Un an et demi plus tard, et en pleine Journée internationale des droits des femmes, il y a quelque chose de particulièrement émouvant et touchant de voir cette reconnaissance enfin venir. La rectrice, Sophie D’Amours, se dit « fière de son université. Ça aura été long, mais il faut persévérer, c’est ce que Jeanne Lapointe a fait. C’est plus qu’une reconnaissance. L’événement d’aujourd’hui est une grande célébration, nourrie par un désir d’une société plus juste et égalitaire. » La ministre des Relations internationales et de la Francophonie, et ministre responsable de la Condition féminine, Martine Biron, la doyenne de la Faculté des sciences de l’éducation de l’Université Laval, Mme Anabelle Viau-Guay, et le doyen de la Faculté des lettres et des sciences humaines de l’Université Laval, M. Guillaume Pinson, étaient elleux aussi sur place, pour se prononcer quant à cette annonce.
Claudia Raby, également présente, a souligné l’importance de la recherche universitaire et de l’enseignement que cette consécration met en lumière : « C’est redonner aux femmes tout le mérite de leur travail et la crédibilité de leur parole dans les sphères publiques et privées. » Selon elle, cette nouvelle désignation du pavillon des Sciences de l’éducation permet d’éclairer un angle mort de l’Histoire traditionnelle. Comme elle l’a si bien dit, je me plais à penser que cette pionnière, cette intellectuelle « se retrouvera dans le langage de la jeunesse qui dira « Je m’en vais au pavillon Lapointe » ».

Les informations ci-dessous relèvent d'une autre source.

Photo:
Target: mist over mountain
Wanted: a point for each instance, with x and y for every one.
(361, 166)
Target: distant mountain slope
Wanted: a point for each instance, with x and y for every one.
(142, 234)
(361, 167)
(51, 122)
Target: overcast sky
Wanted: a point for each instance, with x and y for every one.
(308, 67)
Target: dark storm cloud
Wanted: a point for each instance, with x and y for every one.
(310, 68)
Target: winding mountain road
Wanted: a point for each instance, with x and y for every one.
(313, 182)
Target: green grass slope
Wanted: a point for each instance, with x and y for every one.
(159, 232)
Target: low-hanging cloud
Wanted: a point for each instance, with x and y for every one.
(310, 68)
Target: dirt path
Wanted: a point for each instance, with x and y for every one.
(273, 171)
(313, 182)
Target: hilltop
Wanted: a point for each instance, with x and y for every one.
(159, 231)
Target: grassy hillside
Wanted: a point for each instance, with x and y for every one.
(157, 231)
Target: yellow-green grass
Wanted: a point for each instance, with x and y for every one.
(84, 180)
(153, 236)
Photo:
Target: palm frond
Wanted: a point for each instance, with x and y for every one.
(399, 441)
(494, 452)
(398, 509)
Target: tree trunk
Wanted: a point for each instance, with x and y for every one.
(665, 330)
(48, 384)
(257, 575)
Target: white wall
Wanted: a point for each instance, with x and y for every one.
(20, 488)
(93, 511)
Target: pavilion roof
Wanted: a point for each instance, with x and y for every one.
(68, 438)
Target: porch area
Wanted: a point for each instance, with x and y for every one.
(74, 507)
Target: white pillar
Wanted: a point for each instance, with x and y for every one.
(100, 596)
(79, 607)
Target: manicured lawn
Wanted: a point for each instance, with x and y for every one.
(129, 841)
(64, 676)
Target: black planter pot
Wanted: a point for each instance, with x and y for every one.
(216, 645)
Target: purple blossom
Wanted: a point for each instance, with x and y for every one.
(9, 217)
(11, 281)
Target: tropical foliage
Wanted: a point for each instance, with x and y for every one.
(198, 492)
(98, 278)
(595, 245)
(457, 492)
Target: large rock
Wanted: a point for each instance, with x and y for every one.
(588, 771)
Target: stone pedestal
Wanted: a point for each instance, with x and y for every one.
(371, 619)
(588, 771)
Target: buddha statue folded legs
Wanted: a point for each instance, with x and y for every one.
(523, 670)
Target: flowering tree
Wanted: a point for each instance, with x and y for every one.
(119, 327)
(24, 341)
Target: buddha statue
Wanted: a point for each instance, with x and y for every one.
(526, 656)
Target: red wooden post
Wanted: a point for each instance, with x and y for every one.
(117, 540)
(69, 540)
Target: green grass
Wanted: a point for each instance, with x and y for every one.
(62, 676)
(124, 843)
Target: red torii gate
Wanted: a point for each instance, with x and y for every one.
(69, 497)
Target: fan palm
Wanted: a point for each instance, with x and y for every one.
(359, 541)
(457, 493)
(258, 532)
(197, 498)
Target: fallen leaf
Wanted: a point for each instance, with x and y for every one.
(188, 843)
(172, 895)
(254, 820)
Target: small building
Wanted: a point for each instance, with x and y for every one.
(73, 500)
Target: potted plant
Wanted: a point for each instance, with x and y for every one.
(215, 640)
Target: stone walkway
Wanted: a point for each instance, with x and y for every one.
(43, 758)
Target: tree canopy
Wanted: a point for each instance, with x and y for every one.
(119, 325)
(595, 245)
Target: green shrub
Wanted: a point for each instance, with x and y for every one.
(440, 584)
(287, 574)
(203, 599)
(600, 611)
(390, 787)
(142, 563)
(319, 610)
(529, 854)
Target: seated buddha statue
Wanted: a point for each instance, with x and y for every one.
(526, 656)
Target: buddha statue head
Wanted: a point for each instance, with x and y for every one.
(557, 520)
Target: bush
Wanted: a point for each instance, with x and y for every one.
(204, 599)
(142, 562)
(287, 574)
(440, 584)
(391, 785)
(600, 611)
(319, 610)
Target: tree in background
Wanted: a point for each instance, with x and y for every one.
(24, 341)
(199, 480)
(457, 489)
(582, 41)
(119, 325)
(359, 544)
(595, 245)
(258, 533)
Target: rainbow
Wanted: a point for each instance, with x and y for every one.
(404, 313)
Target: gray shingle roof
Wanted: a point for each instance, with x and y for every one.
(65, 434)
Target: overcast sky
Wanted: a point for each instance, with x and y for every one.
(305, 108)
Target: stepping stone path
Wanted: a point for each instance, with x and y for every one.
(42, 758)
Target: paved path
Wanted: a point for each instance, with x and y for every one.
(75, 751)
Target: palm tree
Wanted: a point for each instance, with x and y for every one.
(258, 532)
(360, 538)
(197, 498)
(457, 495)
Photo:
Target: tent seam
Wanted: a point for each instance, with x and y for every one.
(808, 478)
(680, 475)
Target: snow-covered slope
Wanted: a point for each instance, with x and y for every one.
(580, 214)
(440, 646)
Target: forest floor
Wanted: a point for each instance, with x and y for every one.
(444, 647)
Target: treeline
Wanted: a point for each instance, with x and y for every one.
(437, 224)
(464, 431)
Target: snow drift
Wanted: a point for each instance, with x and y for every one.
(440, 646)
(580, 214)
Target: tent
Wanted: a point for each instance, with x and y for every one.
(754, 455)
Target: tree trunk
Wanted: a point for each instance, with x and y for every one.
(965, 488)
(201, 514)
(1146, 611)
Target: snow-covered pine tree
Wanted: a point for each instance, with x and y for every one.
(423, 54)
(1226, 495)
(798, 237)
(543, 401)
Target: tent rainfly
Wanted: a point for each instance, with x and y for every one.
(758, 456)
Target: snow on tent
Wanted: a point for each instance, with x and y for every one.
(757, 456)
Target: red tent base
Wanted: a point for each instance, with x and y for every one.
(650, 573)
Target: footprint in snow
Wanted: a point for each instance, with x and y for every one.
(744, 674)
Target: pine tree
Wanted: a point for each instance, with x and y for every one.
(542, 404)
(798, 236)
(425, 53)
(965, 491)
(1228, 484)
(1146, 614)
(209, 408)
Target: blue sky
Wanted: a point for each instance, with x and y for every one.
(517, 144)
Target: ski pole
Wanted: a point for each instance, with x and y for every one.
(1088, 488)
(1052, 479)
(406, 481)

« Il faut s’imaginer les deux tours qui se regardent, la conversation sur l’éducation qui se poursuit entre Jeanne Lapointe et Félix-Antoine Savard », poursuit la rectrice. Une murale à l’effigie de Jeanne Lapointe sera d’ailleurs installée à l’entrée du pavillon.
Pas juste le pavillon des sciences de l’éducation, non : le pavillon Jeanne Lapointe, en l’honneur de cette « visionnaire avec un e ». Il y a de quoi se réjouir, en ce 8 mars.